Beyond Data Center Park for Digital India


Posted on July 5, 2015  /  0 Comments

Indian government has endured stormy opposition when Videsh Sanchar Nigam Ltd (VSNL), its international telecoms arm, was privatized in early 2000. Since then, through merger and acquisition along with new build-outs, the Indian carriers – Tata, Reliance and Bharti – dominate the global connectivity business.

Moreover, each submarine cable linking Asia with the Middle East, Africa and Europe hops in India due to its location. Therefore, like Japan in transpacific and the United Kingdom in transatlantic routes, India could emerge as a formidable transoceanic telecoms connectivity hub in the region.

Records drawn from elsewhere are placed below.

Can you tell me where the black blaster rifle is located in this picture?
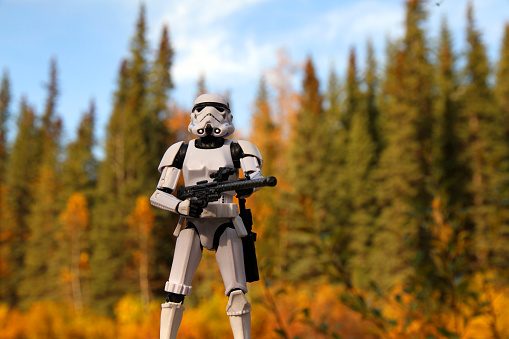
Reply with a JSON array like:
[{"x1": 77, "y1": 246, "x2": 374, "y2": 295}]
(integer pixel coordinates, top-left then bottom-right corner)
[
  {"x1": 176, "y1": 167, "x2": 277, "y2": 283},
  {"x1": 176, "y1": 167, "x2": 277, "y2": 207}
]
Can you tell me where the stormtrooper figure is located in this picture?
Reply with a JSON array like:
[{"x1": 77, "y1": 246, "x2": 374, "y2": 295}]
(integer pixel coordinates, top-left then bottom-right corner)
[{"x1": 150, "y1": 94, "x2": 264, "y2": 339}]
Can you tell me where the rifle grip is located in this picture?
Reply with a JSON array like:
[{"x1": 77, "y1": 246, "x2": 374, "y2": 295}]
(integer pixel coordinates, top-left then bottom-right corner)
[{"x1": 197, "y1": 199, "x2": 208, "y2": 208}]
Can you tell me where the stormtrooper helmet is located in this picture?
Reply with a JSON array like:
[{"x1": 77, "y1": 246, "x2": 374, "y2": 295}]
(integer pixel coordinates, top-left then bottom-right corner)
[{"x1": 188, "y1": 94, "x2": 235, "y2": 138}]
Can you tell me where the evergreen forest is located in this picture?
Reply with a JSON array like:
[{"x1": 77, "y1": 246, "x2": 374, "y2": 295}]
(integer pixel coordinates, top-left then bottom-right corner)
[{"x1": 1, "y1": 1, "x2": 509, "y2": 338}]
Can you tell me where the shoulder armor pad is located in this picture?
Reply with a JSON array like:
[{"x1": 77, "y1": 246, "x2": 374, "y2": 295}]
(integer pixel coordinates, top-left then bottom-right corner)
[
  {"x1": 237, "y1": 140, "x2": 263, "y2": 168},
  {"x1": 158, "y1": 141, "x2": 184, "y2": 173}
]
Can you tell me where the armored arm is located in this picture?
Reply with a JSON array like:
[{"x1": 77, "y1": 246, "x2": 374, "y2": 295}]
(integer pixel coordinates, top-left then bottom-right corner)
[
  {"x1": 234, "y1": 140, "x2": 264, "y2": 198},
  {"x1": 150, "y1": 142, "x2": 203, "y2": 218},
  {"x1": 237, "y1": 140, "x2": 263, "y2": 180}
]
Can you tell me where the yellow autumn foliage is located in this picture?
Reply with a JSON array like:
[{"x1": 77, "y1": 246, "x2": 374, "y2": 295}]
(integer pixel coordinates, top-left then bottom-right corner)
[
  {"x1": 59, "y1": 192, "x2": 89, "y2": 232},
  {"x1": 128, "y1": 196, "x2": 154, "y2": 234},
  {"x1": 1, "y1": 279, "x2": 508, "y2": 338},
  {"x1": 381, "y1": 274, "x2": 509, "y2": 339}
]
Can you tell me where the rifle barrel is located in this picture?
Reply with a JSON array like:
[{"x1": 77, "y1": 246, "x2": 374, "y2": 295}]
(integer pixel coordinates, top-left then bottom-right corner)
[{"x1": 177, "y1": 176, "x2": 277, "y2": 201}]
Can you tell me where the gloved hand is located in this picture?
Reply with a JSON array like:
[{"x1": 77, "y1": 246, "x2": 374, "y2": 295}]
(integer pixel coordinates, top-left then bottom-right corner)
[{"x1": 177, "y1": 199, "x2": 203, "y2": 218}]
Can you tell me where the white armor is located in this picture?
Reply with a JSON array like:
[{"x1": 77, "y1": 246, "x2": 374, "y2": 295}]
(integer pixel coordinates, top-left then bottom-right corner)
[{"x1": 150, "y1": 94, "x2": 263, "y2": 339}]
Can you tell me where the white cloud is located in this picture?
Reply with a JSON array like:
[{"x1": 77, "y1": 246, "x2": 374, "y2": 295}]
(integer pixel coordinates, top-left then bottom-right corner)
[
  {"x1": 152, "y1": 0, "x2": 276, "y2": 85},
  {"x1": 153, "y1": 0, "x2": 404, "y2": 88},
  {"x1": 173, "y1": 35, "x2": 275, "y2": 79}
]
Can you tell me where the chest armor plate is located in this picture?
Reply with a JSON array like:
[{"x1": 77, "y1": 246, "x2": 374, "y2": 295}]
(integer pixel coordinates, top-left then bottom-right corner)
[{"x1": 183, "y1": 139, "x2": 237, "y2": 186}]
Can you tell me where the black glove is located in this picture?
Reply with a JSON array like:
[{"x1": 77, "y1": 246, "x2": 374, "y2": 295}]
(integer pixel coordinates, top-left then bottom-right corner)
[{"x1": 177, "y1": 199, "x2": 204, "y2": 218}]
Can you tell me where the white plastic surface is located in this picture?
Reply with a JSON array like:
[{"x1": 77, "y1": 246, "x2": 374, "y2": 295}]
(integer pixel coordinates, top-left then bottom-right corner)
[
  {"x1": 237, "y1": 140, "x2": 263, "y2": 168},
  {"x1": 229, "y1": 313, "x2": 251, "y2": 339},
  {"x1": 160, "y1": 302, "x2": 185, "y2": 339},
  {"x1": 158, "y1": 141, "x2": 184, "y2": 173},
  {"x1": 165, "y1": 229, "x2": 202, "y2": 296},
  {"x1": 227, "y1": 290, "x2": 252, "y2": 339},
  {"x1": 183, "y1": 139, "x2": 236, "y2": 186},
  {"x1": 188, "y1": 94, "x2": 235, "y2": 138},
  {"x1": 158, "y1": 167, "x2": 181, "y2": 192},
  {"x1": 216, "y1": 228, "x2": 247, "y2": 296},
  {"x1": 150, "y1": 190, "x2": 180, "y2": 213},
  {"x1": 226, "y1": 290, "x2": 251, "y2": 316},
  {"x1": 239, "y1": 156, "x2": 263, "y2": 180}
]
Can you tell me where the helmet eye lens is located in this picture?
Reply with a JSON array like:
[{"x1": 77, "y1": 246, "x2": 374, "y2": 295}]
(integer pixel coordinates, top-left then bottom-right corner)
[{"x1": 192, "y1": 102, "x2": 229, "y2": 114}]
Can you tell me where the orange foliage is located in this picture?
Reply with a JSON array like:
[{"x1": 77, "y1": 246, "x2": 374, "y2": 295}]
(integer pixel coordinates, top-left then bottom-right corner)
[
  {"x1": 59, "y1": 192, "x2": 89, "y2": 313},
  {"x1": 1, "y1": 279, "x2": 509, "y2": 339},
  {"x1": 59, "y1": 192, "x2": 89, "y2": 232},
  {"x1": 381, "y1": 276, "x2": 509, "y2": 339},
  {"x1": 127, "y1": 196, "x2": 155, "y2": 309},
  {"x1": 128, "y1": 196, "x2": 154, "y2": 234},
  {"x1": 167, "y1": 103, "x2": 193, "y2": 143},
  {"x1": 250, "y1": 282, "x2": 378, "y2": 339}
]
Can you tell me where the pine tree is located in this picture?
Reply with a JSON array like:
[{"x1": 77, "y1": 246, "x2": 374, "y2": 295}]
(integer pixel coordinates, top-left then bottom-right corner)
[
  {"x1": 91, "y1": 5, "x2": 175, "y2": 313},
  {"x1": 318, "y1": 67, "x2": 343, "y2": 207},
  {"x1": 147, "y1": 24, "x2": 176, "y2": 298},
  {"x1": 20, "y1": 59, "x2": 63, "y2": 307},
  {"x1": 147, "y1": 24, "x2": 174, "y2": 170},
  {"x1": 432, "y1": 19, "x2": 465, "y2": 208},
  {"x1": 58, "y1": 101, "x2": 97, "y2": 309},
  {"x1": 326, "y1": 49, "x2": 364, "y2": 285},
  {"x1": 369, "y1": 0, "x2": 434, "y2": 288},
  {"x1": 91, "y1": 60, "x2": 131, "y2": 314},
  {"x1": 0, "y1": 71, "x2": 10, "y2": 186},
  {"x1": 345, "y1": 48, "x2": 378, "y2": 286},
  {"x1": 62, "y1": 100, "x2": 97, "y2": 199},
  {"x1": 493, "y1": 24, "x2": 509, "y2": 277},
  {"x1": 496, "y1": 24, "x2": 509, "y2": 145},
  {"x1": 262, "y1": 50, "x2": 299, "y2": 279},
  {"x1": 495, "y1": 24, "x2": 509, "y2": 191},
  {"x1": 343, "y1": 48, "x2": 361, "y2": 130},
  {"x1": 313, "y1": 65, "x2": 352, "y2": 285},
  {"x1": 0, "y1": 99, "x2": 38, "y2": 306},
  {"x1": 365, "y1": 40, "x2": 380, "y2": 154},
  {"x1": 249, "y1": 77, "x2": 279, "y2": 177},
  {"x1": 247, "y1": 77, "x2": 283, "y2": 279},
  {"x1": 461, "y1": 4, "x2": 509, "y2": 268},
  {"x1": 427, "y1": 20, "x2": 476, "y2": 296},
  {"x1": 285, "y1": 57, "x2": 328, "y2": 281},
  {"x1": 123, "y1": 4, "x2": 150, "y2": 198},
  {"x1": 376, "y1": 37, "x2": 399, "y2": 153},
  {"x1": 289, "y1": 57, "x2": 323, "y2": 199},
  {"x1": 0, "y1": 71, "x2": 11, "y2": 294},
  {"x1": 324, "y1": 67, "x2": 341, "y2": 129}
]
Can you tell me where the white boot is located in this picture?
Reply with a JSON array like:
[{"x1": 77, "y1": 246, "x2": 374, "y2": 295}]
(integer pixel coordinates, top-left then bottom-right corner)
[
  {"x1": 226, "y1": 290, "x2": 251, "y2": 339},
  {"x1": 229, "y1": 313, "x2": 251, "y2": 339},
  {"x1": 160, "y1": 302, "x2": 185, "y2": 339}
]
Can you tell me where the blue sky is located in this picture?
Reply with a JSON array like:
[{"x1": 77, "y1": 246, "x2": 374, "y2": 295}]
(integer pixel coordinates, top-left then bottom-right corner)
[{"x1": 1, "y1": 0, "x2": 508, "y2": 148}]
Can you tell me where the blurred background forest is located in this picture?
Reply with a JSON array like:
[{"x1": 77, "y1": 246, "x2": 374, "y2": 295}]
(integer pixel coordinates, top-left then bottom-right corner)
[{"x1": 1, "y1": 0, "x2": 509, "y2": 338}]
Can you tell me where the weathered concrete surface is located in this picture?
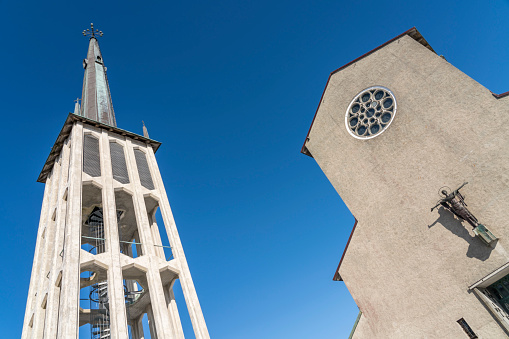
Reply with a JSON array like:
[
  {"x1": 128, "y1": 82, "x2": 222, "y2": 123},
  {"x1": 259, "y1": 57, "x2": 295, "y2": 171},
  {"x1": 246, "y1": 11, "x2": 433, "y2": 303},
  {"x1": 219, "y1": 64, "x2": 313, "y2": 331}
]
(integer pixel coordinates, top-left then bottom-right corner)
[
  {"x1": 22, "y1": 122, "x2": 209, "y2": 338},
  {"x1": 351, "y1": 314, "x2": 374, "y2": 339},
  {"x1": 305, "y1": 33, "x2": 509, "y2": 338}
]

That has not happened, primarily, due to the Indian carriers’ mindless obsession for dominance. It discourages the foreign carriers from opening respective outlets and transform India as one of the vibrant supermarkets of connectivity. Singapore and Hong Kong have been brilliantly doing that job while Dubai shows up as a new kid on the block. The situation was worsened when India’s draconian customs rules have chased away the submarine cable maintenance fleet to Sri Lanka.

As a result, India has suffered a humiliating decline by four ranks in Asia Pacific Cloud Readiness Index. Its position is equally abysmal in Data Centre Risk Index at global front. Neither sends encouraging message to the proponents of Digital India, which is mostly focused on bolstering the demand side. And, of course, there is no dearth of claiming political credit from the opposition camp.

Unsurprisingly, it is not the legacy carriers but the startups who have decided to salvage India from digital disaster. They will build the first-ever Data Centre Park by 2016 in Indore. Because, out of 20 data centers active in India, only five are for public use. Others are exclusive facilities of different enterprises. An executive of the newcomer has explained to Times of India:

“Unlike other countries, India is not a hub for hosting data centers. We have to store our data in other countries, which makes it all the more costly. All the companies store their critical business information in data centres located outside India. That is because we don’t have an entire data centre infrastructure in the form of data center cluster or park that would support the hosting of several data centers”.

“Most of our data is stored in Singapore, Unites States and many other countries. As the vital data is being stored outside, it may pose data security or data theft threat. To cater internet and download traffic, we would need data centers and cloud storage. This will bring India on the global cloud map.”

And India needs improvement at every front, as outlined in the data center and cloud indexes, to be “on the global cloud map.” Otherwise, Digital India will be just another political rhetoric.